An analysis of the prior art did not reveal an analogue characterized by features identical to all the essential features of the proposed solution, i.e. It meets the requirements of novelty. Also, no signs that are distinctive in the claimed solution, i.e. It meets the requirement of inventive step.

The invention is illustrated by drawings (Fig.1-13):

- figure 1 schematically shows a 16-storey building under construction with a basement of 3.0 m high, having a reinforced concrete frame (columns, ceilings, stiffness diaphragms), the length in the transverse direction L = 16 m within the alignment axes A-B and the height H = 48 m = 4800 cm; it is assumed that during the construction process the building gets a slope as a result of uneven compressibility of soils at the base of the building or due to deterioration of the properties of soils during the construction process;

- Figs. 2-5 show views of the building at the time of construction up to a height of 36 m (Fig. 2), 24 m (Fig. 3), 12 m (Fig. 4) and after the construction of the basement floor with a height of 3 m (Fig. 5);

- Fig.6-8 shows an example of an analysis of the history of the slope of the section of a 20-story building;

- Fig.9-10 shows an example of an analysis of the history of the slope of a tree that has stopped growing;

- 11-13 shows an example of forecasting the slope of a billboard.
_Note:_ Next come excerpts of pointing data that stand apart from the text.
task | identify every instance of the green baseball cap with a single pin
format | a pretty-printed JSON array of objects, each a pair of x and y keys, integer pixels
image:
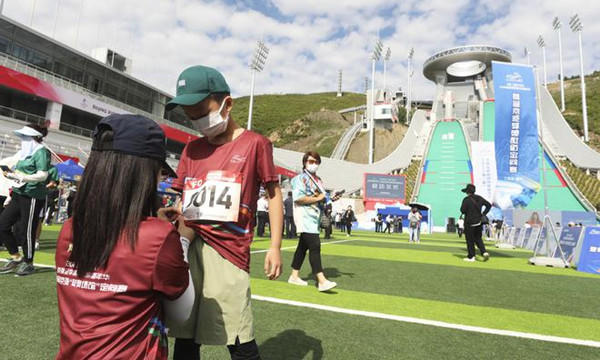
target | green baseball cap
[{"x": 195, "y": 84}]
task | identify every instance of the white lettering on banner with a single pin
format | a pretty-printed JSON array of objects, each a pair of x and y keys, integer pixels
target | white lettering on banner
[
  {"x": 484, "y": 168},
  {"x": 513, "y": 161},
  {"x": 90, "y": 285},
  {"x": 215, "y": 198}
]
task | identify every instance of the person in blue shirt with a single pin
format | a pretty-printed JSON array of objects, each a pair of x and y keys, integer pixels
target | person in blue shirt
[{"x": 309, "y": 194}]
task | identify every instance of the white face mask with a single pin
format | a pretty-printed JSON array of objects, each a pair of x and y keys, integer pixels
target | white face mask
[
  {"x": 312, "y": 168},
  {"x": 28, "y": 146},
  {"x": 212, "y": 124}
]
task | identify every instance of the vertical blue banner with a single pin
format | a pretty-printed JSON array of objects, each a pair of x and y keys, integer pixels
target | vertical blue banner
[
  {"x": 517, "y": 147},
  {"x": 589, "y": 258}
]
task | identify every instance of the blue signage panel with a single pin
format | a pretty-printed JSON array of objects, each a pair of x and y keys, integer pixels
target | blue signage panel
[
  {"x": 589, "y": 259},
  {"x": 382, "y": 187},
  {"x": 517, "y": 147},
  {"x": 569, "y": 237}
]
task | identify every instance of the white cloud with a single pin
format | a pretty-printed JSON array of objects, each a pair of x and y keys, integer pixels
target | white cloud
[{"x": 313, "y": 39}]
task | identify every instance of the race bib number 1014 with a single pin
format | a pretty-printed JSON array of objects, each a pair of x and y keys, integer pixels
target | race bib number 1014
[{"x": 215, "y": 198}]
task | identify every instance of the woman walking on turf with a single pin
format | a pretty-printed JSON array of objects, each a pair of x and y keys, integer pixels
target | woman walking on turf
[
  {"x": 118, "y": 269},
  {"x": 471, "y": 211},
  {"x": 414, "y": 225},
  {"x": 27, "y": 200},
  {"x": 309, "y": 194}
]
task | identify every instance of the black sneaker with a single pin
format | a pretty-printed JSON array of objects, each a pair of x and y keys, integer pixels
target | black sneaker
[
  {"x": 10, "y": 266},
  {"x": 24, "y": 269}
]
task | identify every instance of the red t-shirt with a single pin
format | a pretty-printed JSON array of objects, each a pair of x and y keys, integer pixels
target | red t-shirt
[
  {"x": 251, "y": 155},
  {"x": 116, "y": 312}
]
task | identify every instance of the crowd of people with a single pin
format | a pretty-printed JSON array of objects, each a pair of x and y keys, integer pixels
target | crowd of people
[{"x": 148, "y": 263}]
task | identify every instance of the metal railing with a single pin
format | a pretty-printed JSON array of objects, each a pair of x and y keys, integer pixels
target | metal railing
[
  {"x": 75, "y": 130},
  {"x": 56, "y": 79},
  {"x": 343, "y": 145},
  {"x": 21, "y": 115}
]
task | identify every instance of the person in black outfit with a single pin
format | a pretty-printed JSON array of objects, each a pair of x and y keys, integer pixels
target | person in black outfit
[
  {"x": 471, "y": 210},
  {"x": 378, "y": 223},
  {"x": 290, "y": 226},
  {"x": 347, "y": 219}
]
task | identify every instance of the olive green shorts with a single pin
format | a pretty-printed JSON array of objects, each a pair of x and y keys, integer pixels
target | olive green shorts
[{"x": 221, "y": 311}]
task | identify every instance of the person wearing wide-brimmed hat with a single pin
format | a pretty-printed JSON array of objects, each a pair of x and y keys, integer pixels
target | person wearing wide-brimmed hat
[
  {"x": 471, "y": 211},
  {"x": 27, "y": 199}
]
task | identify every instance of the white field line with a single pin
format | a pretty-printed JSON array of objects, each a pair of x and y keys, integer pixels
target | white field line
[
  {"x": 477, "y": 329},
  {"x": 293, "y": 247},
  {"x": 35, "y": 264},
  {"x": 252, "y": 252}
]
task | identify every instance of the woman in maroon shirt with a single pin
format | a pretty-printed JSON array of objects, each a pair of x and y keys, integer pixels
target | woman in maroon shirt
[{"x": 118, "y": 270}]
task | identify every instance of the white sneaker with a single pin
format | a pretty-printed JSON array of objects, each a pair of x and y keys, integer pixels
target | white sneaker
[
  {"x": 297, "y": 281},
  {"x": 327, "y": 285}
]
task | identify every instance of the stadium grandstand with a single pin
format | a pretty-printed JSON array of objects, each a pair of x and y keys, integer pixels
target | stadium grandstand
[{"x": 48, "y": 82}]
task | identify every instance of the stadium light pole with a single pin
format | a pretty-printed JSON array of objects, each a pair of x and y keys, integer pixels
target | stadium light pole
[
  {"x": 32, "y": 14},
  {"x": 411, "y": 52},
  {"x": 374, "y": 58},
  {"x": 576, "y": 26},
  {"x": 542, "y": 44},
  {"x": 557, "y": 26},
  {"x": 388, "y": 53},
  {"x": 258, "y": 64}
]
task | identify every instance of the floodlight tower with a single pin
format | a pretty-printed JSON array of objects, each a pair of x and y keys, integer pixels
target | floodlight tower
[
  {"x": 542, "y": 44},
  {"x": 411, "y": 52},
  {"x": 375, "y": 56},
  {"x": 339, "y": 94},
  {"x": 577, "y": 26},
  {"x": 258, "y": 64},
  {"x": 386, "y": 58},
  {"x": 557, "y": 26}
]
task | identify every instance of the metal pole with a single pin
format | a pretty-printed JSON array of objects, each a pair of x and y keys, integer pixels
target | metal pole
[
  {"x": 372, "y": 124},
  {"x": 78, "y": 22},
  {"x": 55, "y": 19},
  {"x": 32, "y": 13},
  {"x": 562, "y": 83},
  {"x": 545, "y": 73},
  {"x": 541, "y": 134},
  {"x": 384, "y": 66},
  {"x": 251, "y": 102},
  {"x": 583, "y": 100},
  {"x": 408, "y": 91}
]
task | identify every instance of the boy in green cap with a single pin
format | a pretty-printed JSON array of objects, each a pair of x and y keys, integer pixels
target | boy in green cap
[{"x": 220, "y": 176}]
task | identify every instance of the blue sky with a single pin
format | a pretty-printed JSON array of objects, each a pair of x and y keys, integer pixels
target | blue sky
[{"x": 309, "y": 40}]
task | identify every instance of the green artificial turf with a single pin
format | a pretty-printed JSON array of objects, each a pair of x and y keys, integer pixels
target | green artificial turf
[{"x": 378, "y": 273}]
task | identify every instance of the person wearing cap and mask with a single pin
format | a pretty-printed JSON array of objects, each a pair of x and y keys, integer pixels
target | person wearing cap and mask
[
  {"x": 308, "y": 194},
  {"x": 237, "y": 162},
  {"x": 119, "y": 270},
  {"x": 27, "y": 200},
  {"x": 472, "y": 214}
]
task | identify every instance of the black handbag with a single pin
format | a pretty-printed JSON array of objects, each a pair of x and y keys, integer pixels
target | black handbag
[{"x": 484, "y": 219}]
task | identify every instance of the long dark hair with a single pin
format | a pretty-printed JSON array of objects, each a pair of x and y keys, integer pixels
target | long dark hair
[{"x": 116, "y": 192}]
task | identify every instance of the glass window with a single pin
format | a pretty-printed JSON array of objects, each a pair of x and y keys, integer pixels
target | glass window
[
  {"x": 4, "y": 45},
  {"x": 7, "y": 29}
]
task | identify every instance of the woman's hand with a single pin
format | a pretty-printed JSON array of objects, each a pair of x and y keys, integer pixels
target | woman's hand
[
  {"x": 184, "y": 230},
  {"x": 169, "y": 214}
]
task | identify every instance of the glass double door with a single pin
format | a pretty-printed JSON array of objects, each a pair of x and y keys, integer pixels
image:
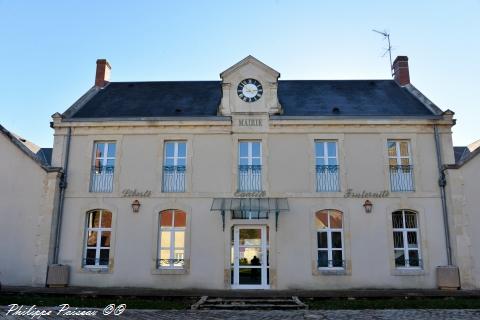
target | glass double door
[{"x": 250, "y": 255}]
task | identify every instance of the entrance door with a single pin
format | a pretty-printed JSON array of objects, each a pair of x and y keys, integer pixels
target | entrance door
[{"x": 250, "y": 257}]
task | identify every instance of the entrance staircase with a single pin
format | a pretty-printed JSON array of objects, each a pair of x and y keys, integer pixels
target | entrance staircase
[{"x": 250, "y": 303}]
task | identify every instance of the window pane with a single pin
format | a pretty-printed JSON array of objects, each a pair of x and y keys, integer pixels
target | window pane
[
  {"x": 404, "y": 149},
  {"x": 250, "y": 237},
  {"x": 322, "y": 240},
  {"x": 412, "y": 239},
  {"x": 92, "y": 238},
  {"x": 166, "y": 218},
  {"x": 337, "y": 240},
  {"x": 255, "y": 149},
  {"x": 106, "y": 219},
  {"x": 411, "y": 220},
  {"x": 165, "y": 239},
  {"x": 332, "y": 149},
  {"x": 180, "y": 218},
  {"x": 94, "y": 219},
  {"x": 105, "y": 240},
  {"x": 413, "y": 258},
  {"x": 182, "y": 149},
  {"x": 321, "y": 220},
  {"x": 169, "y": 149},
  {"x": 319, "y": 149},
  {"x": 104, "y": 255},
  {"x": 243, "y": 149},
  {"x": 397, "y": 220},
  {"x": 322, "y": 258},
  {"x": 399, "y": 258},
  {"x": 335, "y": 219},
  {"x": 337, "y": 259},
  {"x": 392, "y": 151},
  {"x": 398, "y": 239},
  {"x": 90, "y": 258},
  {"x": 179, "y": 239},
  {"x": 111, "y": 150},
  {"x": 99, "y": 150}
]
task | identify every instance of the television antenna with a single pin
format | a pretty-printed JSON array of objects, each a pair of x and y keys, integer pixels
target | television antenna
[{"x": 386, "y": 35}]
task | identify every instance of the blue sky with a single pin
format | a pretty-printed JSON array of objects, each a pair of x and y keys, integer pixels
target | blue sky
[{"x": 49, "y": 48}]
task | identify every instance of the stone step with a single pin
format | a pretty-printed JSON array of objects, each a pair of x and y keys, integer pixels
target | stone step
[{"x": 249, "y": 303}]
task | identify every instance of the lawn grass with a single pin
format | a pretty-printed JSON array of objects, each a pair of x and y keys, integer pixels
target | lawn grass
[
  {"x": 161, "y": 303},
  {"x": 393, "y": 303}
]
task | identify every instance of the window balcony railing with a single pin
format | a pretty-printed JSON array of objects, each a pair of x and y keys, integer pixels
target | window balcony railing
[
  {"x": 327, "y": 178},
  {"x": 173, "y": 179},
  {"x": 249, "y": 178},
  {"x": 101, "y": 179},
  {"x": 401, "y": 178}
]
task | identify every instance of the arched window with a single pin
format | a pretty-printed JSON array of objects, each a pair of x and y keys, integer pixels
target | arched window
[
  {"x": 98, "y": 236},
  {"x": 329, "y": 225},
  {"x": 172, "y": 239},
  {"x": 406, "y": 239}
]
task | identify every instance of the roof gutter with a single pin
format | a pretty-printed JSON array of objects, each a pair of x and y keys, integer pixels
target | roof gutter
[
  {"x": 442, "y": 182},
  {"x": 63, "y": 186}
]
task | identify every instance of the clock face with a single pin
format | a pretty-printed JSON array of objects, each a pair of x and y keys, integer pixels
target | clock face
[{"x": 249, "y": 90}]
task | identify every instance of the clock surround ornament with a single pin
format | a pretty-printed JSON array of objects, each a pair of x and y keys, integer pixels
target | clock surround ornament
[{"x": 250, "y": 90}]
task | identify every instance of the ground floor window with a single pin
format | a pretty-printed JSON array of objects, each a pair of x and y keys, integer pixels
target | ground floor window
[
  {"x": 329, "y": 226},
  {"x": 98, "y": 236},
  {"x": 406, "y": 239},
  {"x": 172, "y": 239}
]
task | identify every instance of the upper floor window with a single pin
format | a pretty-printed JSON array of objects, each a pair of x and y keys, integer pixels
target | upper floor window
[
  {"x": 172, "y": 239},
  {"x": 101, "y": 177},
  {"x": 174, "y": 166},
  {"x": 400, "y": 165},
  {"x": 406, "y": 239},
  {"x": 326, "y": 165},
  {"x": 98, "y": 235},
  {"x": 329, "y": 225},
  {"x": 249, "y": 166}
]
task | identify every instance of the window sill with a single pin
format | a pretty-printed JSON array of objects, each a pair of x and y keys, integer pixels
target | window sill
[
  {"x": 408, "y": 272},
  {"x": 171, "y": 271}
]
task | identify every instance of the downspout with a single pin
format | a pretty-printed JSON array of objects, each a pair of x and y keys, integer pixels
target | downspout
[
  {"x": 442, "y": 182},
  {"x": 63, "y": 186}
]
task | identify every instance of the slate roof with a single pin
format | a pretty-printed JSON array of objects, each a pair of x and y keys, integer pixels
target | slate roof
[{"x": 370, "y": 98}]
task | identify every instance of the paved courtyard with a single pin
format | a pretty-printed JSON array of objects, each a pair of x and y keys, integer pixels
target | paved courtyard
[{"x": 409, "y": 314}]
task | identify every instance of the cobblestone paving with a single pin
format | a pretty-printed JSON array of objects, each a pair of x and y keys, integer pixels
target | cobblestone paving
[{"x": 409, "y": 314}]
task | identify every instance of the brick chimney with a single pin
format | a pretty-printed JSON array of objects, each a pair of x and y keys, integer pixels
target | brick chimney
[
  {"x": 102, "y": 76},
  {"x": 401, "y": 75}
]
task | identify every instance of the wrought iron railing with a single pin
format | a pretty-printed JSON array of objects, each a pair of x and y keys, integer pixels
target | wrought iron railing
[
  {"x": 173, "y": 179},
  {"x": 408, "y": 263},
  {"x": 327, "y": 178},
  {"x": 101, "y": 179},
  {"x": 170, "y": 263},
  {"x": 332, "y": 264},
  {"x": 92, "y": 262},
  {"x": 249, "y": 178},
  {"x": 401, "y": 178}
]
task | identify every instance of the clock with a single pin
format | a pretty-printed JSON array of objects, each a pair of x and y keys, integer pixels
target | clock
[{"x": 249, "y": 90}]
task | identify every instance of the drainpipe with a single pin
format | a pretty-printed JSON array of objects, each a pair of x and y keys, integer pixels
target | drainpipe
[
  {"x": 63, "y": 186},
  {"x": 442, "y": 182}
]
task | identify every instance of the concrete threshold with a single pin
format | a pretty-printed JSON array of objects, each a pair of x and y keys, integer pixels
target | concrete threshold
[{"x": 148, "y": 292}]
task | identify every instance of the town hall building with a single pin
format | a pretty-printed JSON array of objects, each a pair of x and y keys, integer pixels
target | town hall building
[{"x": 252, "y": 182}]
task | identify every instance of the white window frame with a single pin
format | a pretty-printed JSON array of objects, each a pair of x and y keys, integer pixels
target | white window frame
[
  {"x": 329, "y": 248},
  {"x": 98, "y": 245},
  {"x": 172, "y": 229},
  {"x": 175, "y": 156},
  {"x": 405, "y": 247},
  {"x": 250, "y": 155},
  {"x": 326, "y": 157},
  {"x": 398, "y": 157}
]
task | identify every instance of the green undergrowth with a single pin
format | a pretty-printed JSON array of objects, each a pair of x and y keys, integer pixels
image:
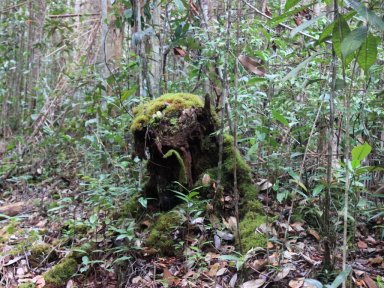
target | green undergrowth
[
  {"x": 59, "y": 274},
  {"x": 166, "y": 105},
  {"x": 161, "y": 234}
]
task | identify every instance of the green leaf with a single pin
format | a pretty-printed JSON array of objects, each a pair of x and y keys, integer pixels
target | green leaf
[
  {"x": 340, "y": 84},
  {"x": 368, "y": 53},
  {"x": 179, "y": 5},
  {"x": 367, "y": 14},
  {"x": 305, "y": 25},
  {"x": 361, "y": 152},
  {"x": 317, "y": 190},
  {"x": 290, "y": 3},
  {"x": 340, "y": 278},
  {"x": 297, "y": 69},
  {"x": 278, "y": 19},
  {"x": 353, "y": 41},
  {"x": 128, "y": 93},
  {"x": 328, "y": 30},
  {"x": 143, "y": 201},
  {"x": 282, "y": 196},
  {"x": 340, "y": 31},
  {"x": 85, "y": 260},
  {"x": 314, "y": 282},
  {"x": 314, "y": 81},
  {"x": 279, "y": 118}
]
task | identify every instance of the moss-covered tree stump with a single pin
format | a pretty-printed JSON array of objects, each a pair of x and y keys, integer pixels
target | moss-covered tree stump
[{"x": 176, "y": 134}]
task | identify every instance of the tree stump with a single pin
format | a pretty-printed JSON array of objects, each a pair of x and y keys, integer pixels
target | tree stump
[{"x": 175, "y": 133}]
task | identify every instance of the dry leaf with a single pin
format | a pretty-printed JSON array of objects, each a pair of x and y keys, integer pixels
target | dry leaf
[
  {"x": 214, "y": 268},
  {"x": 264, "y": 184},
  {"x": 297, "y": 226},
  {"x": 314, "y": 234},
  {"x": 253, "y": 283},
  {"x": 221, "y": 272},
  {"x": 378, "y": 260},
  {"x": 369, "y": 282},
  {"x": 362, "y": 245},
  {"x": 296, "y": 283},
  {"x": 259, "y": 264},
  {"x": 70, "y": 284},
  {"x": 231, "y": 223},
  {"x": 167, "y": 275},
  {"x": 206, "y": 180},
  {"x": 251, "y": 65},
  {"x": 179, "y": 51},
  {"x": 282, "y": 274},
  {"x": 137, "y": 280},
  {"x": 39, "y": 281},
  {"x": 233, "y": 280}
]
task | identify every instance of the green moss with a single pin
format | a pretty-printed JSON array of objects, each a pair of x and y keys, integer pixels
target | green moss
[
  {"x": 130, "y": 208},
  {"x": 160, "y": 236},
  {"x": 59, "y": 274},
  {"x": 85, "y": 249},
  {"x": 164, "y": 106},
  {"x": 27, "y": 285},
  {"x": 41, "y": 252},
  {"x": 248, "y": 225},
  {"x": 182, "y": 173},
  {"x": 296, "y": 217}
]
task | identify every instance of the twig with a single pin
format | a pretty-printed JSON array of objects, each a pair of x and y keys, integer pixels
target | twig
[
  {"x": 281, "y": 24},
  {"x": 367, "y": 269},
  {"x": 73, "y": 15}
]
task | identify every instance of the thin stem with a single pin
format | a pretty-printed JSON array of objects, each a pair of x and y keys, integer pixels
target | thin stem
[{"x": 225, "y": 94}]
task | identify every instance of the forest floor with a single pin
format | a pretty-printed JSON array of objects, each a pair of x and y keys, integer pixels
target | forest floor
[{"x": 36, "y": 234}]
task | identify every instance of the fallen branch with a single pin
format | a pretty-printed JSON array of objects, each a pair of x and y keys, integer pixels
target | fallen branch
[
  {"x": 73, "y": 15},
  {"x": 280, "y": 24}
]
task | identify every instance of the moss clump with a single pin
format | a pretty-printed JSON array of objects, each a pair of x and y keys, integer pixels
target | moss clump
[
  {"x": 164, "y": 106},
  {"x": 130, "y": 208},
  {"x": 248, "y": 225},
  {"x": 27, "y": 285},
  {"x": 41, "y": 252},
  {"x": 85, "y": 249},
  {"x": 160, "y": 236},
  {"x": 59, "y": 274}
]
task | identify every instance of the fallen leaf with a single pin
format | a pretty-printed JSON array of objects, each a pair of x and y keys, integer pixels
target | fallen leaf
[
  {"x": 14, "y": 260},
  {"x": 377, "y": 260},
  {"x": 137, "y": 280},
  {"x": 282, "y": 274},
  {"x": 253, "y": 283},
  {"x": 70, "y": 284},
  {"x": 214, "y": 268},
  {"x": 259, "y": 264},
  {"x": 179, "y": 51},
  {"x": 39, "y": 281},
  {"x": 264, "y": 184},
  {"x": 362, "y": 245},
  {"x": 370, "y": 283},
  {"x": 206, "y": 180},
  {"x": 251, "y": 65},
  {"x": 370, "y": 240},
  {"x": 297, "y": 226},
  {"x": 167, "y": 275},
  {"x": 296, "y": 283},
  {"x": 221, "y": 272},
  {"x": 314, "y": 234},
  {"x": 233, "y": 280},
  {"x": 230, "y": 223}
]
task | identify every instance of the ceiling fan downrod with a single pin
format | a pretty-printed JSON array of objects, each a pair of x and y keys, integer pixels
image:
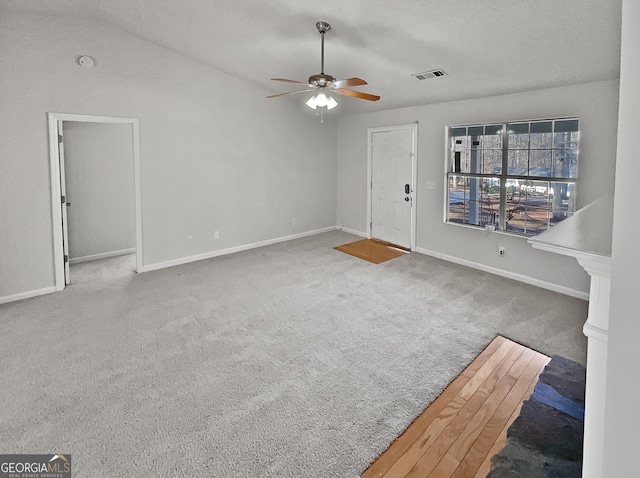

The building (figure 1) has a foundation in the form of a reinforced concrete slab 1, basement 2 and four groups of floors 3-6, 4 floors each. The slopes of the floors are planned to be measured above the basement 1 and above the upper floors of each of the groups of floors 3-6, and FIG. 1 shows that the fourth group 6 is under construction. In the course of the subsequent analysis, it is assumed that the construction of the walls and columns of each upper group of floors 6 is carried out strictly vertically, and the floors — strictly horizontally, as a priori is assumed by building codes and controlled by known methods (plumb bricks, level meters, inclinometers, etc.).

To conduct scientific and technical support for the construction of the building in accordance with the requirements of the norm (GOST R 53778-2010 “Buildings and Structures. Inspection and Monitoring of the Technical Condition” [4]), the base plate 1 contains mass doses 7 for measuring soil pressure, strain meters 8 for determination of column deformations, inclinometers 9 for measuring deviations of walls and columns from vertical.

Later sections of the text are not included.